Please note I do not recommend PMs as an investment. I do believe they'd make life a little easier during the start of a SHTF and well after (not much in between). As I recall people seem to complain (as I did as a youngster ) about the dealer mark up....."too much" I hear the cries. You see when I was 20 years old and working full time as a police officer and going to college full time I use to buy Canadian Maple. Leaf $5 silver one ounce coins. My local dealer charged me $5.90 plus tax and so it came to $6.25 most of the time. He didn't care if I bought 1, 5 or 20 he always charged me that same per coin mark up and it really bugged me. So much so that after 300 or 350 coins I quit. Over two years I bought from him and no break, but today I can't complain.

Now long story over here is a $50.00 and a $20.00 face value coin for sale, no shipping, and no mark up. It's a small coin with very little actual silver but it's face value is what you pay! That only goes down with inflation while the silver goes up. Nice play! 
$50 for $50 Fine Silver Coin - Snowy Owl (2014)


----------



## jimb1972 (Nov 12, 2012)

I like it, but I can't bring myself to pay $50 for a little over half an ounce of silver.


----------



## 1skrewsloose (Jun 3, 2013)

I don't understand, very little actual real silver. The link states 99.9 silver. Still spendy, but wonder what you meant.


----------



## 1skrewsloose (Jun 3, 2013)

1skrewsloose said:


> I don't understand, very little actual real silver. The link states 99.9 silver. Still spendy, but wonder what you meant.

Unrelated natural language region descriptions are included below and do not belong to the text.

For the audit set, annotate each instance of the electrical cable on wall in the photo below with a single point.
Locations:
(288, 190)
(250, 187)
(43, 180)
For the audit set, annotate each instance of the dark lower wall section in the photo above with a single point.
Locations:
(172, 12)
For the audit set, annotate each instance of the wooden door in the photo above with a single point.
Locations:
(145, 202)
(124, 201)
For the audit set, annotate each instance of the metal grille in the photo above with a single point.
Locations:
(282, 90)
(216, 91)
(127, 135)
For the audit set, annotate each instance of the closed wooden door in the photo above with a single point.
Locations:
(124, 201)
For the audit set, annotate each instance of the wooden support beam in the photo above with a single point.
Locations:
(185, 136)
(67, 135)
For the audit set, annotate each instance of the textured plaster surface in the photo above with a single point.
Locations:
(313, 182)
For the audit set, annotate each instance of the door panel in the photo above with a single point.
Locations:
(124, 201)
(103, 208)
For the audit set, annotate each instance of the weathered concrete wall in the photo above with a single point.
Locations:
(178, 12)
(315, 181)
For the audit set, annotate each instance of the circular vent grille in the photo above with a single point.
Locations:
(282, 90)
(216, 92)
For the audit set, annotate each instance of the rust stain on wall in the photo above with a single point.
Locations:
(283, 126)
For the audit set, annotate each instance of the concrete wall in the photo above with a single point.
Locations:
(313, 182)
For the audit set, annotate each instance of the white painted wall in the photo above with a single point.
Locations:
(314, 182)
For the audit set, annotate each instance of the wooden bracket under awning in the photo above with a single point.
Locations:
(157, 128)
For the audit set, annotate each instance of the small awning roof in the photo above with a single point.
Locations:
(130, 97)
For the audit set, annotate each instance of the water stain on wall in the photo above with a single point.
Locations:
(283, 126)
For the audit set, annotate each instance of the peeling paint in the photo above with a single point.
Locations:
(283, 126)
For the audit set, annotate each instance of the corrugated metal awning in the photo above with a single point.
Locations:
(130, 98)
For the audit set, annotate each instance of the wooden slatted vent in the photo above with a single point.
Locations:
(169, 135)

Duh, Yea, lot of money for so little silver. Sometimes I'm a little slow.


----------



## Ripon (Dec 22, 2012)

It's not really about the silver. This is a better play then a bunch of cash in the mattress. If you keep $500/$1000 or more in cash in case the deflation crisis hits in place of inflation (good idea) this is better. Better because for us in the States it's Canadian which is as safe if not more so from the dollar, and the small amount of silver is better then none. If we hyper inflate as most believe the silver value will exceed the face value. 

Tell me what $50 investment works in an inflationary or deflationary crisis?


----------



## paraquack (Mar 1, 2013)

Another thing to remember is the exchange rate. $50 Canadian is like $44.70 US right now.


----------



## Ripon (Dec 22, 2012)

$44.08 today as the dollar continues to soar, but no loss in silver value despite the fact bullion is less right now.


----------